Evidence in a trial can take almost any shape or form. For murder trials, people think of weapons. For fraud cases, perhaps incriminating documents comes to mind. For a personal injury case, the options are almost limitless yet likely “flip flop” is not the first image that pops up; especially in a maritime case. Yet in this case, Garrard Myers makes quite the fuss over the state of his sandals.
Mr. Myers was working aboard Hercules Offshore Services, L.L.C.’s (“Hercules”) drilling rig in 2013 when he injured his left ankle coming out of the shower.
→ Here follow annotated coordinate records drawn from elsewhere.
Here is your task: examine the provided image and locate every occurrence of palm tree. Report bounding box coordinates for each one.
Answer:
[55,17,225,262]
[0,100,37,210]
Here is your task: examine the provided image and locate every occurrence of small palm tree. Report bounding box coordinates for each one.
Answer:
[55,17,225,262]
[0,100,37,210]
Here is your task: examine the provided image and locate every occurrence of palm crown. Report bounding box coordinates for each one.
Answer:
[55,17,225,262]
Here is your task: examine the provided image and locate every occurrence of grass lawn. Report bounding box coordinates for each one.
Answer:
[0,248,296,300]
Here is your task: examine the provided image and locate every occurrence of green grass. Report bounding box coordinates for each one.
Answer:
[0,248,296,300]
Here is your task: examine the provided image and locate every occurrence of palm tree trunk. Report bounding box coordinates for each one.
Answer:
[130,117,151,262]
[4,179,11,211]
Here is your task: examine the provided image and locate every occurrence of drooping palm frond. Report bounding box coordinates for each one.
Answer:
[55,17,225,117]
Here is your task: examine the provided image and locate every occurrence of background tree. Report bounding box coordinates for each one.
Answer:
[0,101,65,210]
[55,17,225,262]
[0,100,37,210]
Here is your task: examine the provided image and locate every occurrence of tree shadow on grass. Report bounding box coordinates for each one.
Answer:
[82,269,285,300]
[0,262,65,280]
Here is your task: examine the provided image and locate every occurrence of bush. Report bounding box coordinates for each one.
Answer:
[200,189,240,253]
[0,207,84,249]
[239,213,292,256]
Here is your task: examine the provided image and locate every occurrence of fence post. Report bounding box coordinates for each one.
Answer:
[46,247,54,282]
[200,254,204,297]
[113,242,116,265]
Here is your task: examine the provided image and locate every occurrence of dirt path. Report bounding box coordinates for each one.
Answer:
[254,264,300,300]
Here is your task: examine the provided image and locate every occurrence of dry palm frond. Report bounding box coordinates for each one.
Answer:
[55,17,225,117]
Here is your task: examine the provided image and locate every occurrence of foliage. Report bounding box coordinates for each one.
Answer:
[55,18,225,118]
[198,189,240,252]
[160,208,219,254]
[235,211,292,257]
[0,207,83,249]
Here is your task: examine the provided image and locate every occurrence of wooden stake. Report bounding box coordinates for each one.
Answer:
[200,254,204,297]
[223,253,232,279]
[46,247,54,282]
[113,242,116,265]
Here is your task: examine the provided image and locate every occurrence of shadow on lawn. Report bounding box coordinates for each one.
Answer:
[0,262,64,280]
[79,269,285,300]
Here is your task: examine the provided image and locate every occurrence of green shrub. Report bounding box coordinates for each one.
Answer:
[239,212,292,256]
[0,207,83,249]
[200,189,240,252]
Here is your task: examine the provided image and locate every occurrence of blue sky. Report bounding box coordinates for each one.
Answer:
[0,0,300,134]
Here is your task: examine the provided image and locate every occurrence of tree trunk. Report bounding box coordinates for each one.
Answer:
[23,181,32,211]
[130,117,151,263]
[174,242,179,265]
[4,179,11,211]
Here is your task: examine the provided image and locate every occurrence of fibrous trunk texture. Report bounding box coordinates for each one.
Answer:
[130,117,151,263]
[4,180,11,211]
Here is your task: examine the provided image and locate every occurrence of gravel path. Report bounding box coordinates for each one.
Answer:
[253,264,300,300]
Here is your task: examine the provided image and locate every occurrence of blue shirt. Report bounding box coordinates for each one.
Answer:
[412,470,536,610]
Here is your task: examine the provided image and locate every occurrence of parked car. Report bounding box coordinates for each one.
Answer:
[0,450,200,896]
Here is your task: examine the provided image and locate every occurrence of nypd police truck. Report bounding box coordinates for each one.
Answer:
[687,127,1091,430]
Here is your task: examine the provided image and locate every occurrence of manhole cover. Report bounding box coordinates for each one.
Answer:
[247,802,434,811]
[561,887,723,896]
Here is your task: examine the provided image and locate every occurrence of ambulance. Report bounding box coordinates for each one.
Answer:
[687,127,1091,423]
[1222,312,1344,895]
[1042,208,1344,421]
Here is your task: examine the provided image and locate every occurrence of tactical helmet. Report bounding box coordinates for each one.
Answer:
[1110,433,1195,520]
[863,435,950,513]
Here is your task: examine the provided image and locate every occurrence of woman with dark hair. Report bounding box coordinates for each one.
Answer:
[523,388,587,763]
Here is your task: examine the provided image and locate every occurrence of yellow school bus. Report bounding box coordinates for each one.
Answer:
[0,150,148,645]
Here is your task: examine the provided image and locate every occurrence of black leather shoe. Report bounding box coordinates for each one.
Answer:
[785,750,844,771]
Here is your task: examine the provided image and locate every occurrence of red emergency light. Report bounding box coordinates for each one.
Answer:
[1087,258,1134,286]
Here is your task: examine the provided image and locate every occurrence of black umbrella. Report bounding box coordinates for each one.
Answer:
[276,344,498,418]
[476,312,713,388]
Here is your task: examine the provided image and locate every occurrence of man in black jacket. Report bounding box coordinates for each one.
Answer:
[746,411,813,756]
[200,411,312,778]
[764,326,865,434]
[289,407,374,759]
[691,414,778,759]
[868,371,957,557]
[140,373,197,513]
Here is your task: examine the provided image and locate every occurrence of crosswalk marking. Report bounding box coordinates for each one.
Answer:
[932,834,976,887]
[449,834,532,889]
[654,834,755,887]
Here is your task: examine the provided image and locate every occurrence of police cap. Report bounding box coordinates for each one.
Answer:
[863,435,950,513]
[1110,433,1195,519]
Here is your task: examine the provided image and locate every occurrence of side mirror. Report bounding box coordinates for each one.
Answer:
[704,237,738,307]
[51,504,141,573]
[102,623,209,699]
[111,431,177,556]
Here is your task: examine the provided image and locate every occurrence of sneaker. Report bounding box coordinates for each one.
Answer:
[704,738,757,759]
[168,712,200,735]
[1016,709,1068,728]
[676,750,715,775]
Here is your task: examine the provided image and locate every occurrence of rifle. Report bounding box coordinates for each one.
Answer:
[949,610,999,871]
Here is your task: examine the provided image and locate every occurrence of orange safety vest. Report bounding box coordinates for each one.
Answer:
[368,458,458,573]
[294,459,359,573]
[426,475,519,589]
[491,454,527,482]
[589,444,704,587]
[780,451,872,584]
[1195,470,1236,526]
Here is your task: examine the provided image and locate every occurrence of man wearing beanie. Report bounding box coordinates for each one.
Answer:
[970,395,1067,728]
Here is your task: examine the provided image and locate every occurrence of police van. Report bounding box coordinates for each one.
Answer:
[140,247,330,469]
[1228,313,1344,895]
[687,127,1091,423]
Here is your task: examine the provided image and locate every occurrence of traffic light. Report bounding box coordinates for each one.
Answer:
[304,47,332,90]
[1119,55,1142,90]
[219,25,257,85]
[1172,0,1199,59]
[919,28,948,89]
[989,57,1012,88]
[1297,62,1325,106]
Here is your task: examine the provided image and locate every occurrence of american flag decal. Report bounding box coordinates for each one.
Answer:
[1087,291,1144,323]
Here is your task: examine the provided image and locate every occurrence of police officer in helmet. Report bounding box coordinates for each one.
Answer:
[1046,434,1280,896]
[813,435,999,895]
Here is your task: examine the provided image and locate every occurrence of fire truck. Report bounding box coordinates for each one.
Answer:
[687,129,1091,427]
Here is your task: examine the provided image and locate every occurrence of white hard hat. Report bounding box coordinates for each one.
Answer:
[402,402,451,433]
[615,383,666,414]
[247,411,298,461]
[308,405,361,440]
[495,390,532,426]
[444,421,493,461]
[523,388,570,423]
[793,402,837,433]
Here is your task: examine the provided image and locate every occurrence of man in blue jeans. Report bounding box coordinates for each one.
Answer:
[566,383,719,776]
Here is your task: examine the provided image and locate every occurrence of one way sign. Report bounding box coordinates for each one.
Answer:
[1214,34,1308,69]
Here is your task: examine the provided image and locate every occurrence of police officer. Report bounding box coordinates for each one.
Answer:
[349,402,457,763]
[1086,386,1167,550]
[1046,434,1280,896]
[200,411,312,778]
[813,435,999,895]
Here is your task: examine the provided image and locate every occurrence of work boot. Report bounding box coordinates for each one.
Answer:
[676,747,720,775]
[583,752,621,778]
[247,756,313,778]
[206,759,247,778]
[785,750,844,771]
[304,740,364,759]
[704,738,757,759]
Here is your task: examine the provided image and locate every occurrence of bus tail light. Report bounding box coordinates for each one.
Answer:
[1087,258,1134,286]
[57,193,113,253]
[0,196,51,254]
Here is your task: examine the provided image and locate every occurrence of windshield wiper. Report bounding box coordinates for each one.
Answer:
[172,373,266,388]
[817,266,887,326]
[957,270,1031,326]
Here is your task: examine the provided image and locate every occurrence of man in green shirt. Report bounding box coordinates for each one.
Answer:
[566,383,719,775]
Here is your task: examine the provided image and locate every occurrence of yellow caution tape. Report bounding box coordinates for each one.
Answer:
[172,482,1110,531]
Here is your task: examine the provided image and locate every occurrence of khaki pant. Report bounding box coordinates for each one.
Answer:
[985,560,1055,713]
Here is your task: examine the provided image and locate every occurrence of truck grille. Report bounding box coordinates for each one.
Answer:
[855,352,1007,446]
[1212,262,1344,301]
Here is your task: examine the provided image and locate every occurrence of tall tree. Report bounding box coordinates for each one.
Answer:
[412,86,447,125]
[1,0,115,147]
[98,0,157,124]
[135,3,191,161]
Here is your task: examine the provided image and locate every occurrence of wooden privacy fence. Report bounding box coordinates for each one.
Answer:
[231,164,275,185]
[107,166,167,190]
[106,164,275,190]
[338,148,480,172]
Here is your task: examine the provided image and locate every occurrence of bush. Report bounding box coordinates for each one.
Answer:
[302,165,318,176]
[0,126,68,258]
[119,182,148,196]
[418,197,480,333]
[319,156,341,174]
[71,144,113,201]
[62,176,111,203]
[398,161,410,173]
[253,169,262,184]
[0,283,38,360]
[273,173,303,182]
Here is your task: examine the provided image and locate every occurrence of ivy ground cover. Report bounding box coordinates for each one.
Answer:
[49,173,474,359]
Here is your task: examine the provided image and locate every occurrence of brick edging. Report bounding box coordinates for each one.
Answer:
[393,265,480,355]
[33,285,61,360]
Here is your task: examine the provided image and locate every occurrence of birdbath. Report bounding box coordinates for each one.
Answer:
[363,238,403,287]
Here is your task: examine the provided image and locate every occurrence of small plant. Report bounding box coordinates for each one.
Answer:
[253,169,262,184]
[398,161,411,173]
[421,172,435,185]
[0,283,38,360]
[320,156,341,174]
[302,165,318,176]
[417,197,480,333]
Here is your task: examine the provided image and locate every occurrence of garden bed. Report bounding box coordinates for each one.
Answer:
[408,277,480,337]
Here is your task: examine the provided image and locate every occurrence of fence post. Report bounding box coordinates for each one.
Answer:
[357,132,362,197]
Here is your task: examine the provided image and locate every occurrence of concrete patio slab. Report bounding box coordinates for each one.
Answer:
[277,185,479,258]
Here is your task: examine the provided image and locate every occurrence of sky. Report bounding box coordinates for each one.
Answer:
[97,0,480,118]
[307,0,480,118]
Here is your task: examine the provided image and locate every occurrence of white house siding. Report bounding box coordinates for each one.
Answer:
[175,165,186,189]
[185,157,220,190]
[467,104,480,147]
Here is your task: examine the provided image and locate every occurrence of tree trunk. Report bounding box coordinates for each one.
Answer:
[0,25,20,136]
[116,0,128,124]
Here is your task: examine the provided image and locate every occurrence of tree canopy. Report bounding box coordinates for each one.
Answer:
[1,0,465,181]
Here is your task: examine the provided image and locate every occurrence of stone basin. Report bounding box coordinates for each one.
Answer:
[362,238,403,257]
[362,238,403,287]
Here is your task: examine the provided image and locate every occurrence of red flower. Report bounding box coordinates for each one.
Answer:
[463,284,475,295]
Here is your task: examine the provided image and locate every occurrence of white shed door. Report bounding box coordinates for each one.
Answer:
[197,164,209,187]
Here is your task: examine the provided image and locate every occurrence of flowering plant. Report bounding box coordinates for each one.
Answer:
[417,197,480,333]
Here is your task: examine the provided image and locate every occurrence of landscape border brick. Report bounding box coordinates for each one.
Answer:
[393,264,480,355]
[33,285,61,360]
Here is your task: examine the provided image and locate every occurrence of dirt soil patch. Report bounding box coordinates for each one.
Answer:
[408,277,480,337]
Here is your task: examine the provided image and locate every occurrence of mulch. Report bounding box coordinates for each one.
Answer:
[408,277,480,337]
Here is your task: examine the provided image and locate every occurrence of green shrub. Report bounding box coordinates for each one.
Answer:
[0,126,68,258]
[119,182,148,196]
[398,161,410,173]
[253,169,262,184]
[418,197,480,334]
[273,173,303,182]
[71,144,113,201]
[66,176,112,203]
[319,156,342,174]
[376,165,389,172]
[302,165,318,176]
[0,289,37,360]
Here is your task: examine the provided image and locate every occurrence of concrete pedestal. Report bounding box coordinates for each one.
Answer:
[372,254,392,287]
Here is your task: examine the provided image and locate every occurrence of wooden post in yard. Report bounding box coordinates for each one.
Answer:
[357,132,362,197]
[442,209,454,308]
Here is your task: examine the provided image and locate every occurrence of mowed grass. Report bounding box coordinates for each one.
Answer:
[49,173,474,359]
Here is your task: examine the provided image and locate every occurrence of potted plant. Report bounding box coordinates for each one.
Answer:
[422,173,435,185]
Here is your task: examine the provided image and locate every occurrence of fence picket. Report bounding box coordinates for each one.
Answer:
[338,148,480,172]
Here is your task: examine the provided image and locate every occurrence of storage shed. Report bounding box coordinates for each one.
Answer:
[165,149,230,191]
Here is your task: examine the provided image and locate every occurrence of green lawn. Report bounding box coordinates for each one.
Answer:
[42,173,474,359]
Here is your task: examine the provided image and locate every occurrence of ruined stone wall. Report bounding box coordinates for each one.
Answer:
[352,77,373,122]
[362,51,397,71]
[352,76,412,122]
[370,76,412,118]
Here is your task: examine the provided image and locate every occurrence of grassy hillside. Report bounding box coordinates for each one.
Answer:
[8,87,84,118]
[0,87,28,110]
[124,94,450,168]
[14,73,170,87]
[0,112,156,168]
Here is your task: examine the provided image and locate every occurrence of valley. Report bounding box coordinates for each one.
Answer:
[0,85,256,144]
Mr. Myers subsequently filed a lawsuit against Hercules pursuant under the Jones Act and general maritime law. See 46 U.S.C. § 30104 et. seq. Mr. Myers alleged that Hercules’ drilling rig was unseaworthy and that Hercules was negligent in failing to provide handrails or slip-resistant surfaces in the vessel’s showers.
At trial, conflicting facts were presented on the cause of Mr. Myers injury. Mr. Myers stated that he simply slipped on the shower floor. Hercules representative Randall O’Brien testified however that Mr. Myers stated his flip flop broke and then he fell in the shower. Mr. O’Brien also testified that an incident report stated that Mr. Myer’s shoe broke and Mr. Myers signed this report. Moreover, Mr. Myers admits to signing the report yet denies having read the portion of the report about his broken flip flop. Mr. Myers at trial denied that his flip-flop was ever broken or that he communicated about his flip flops to anyone. Mr. Myers even brought the supposed shower shoes to trial to show they were intact.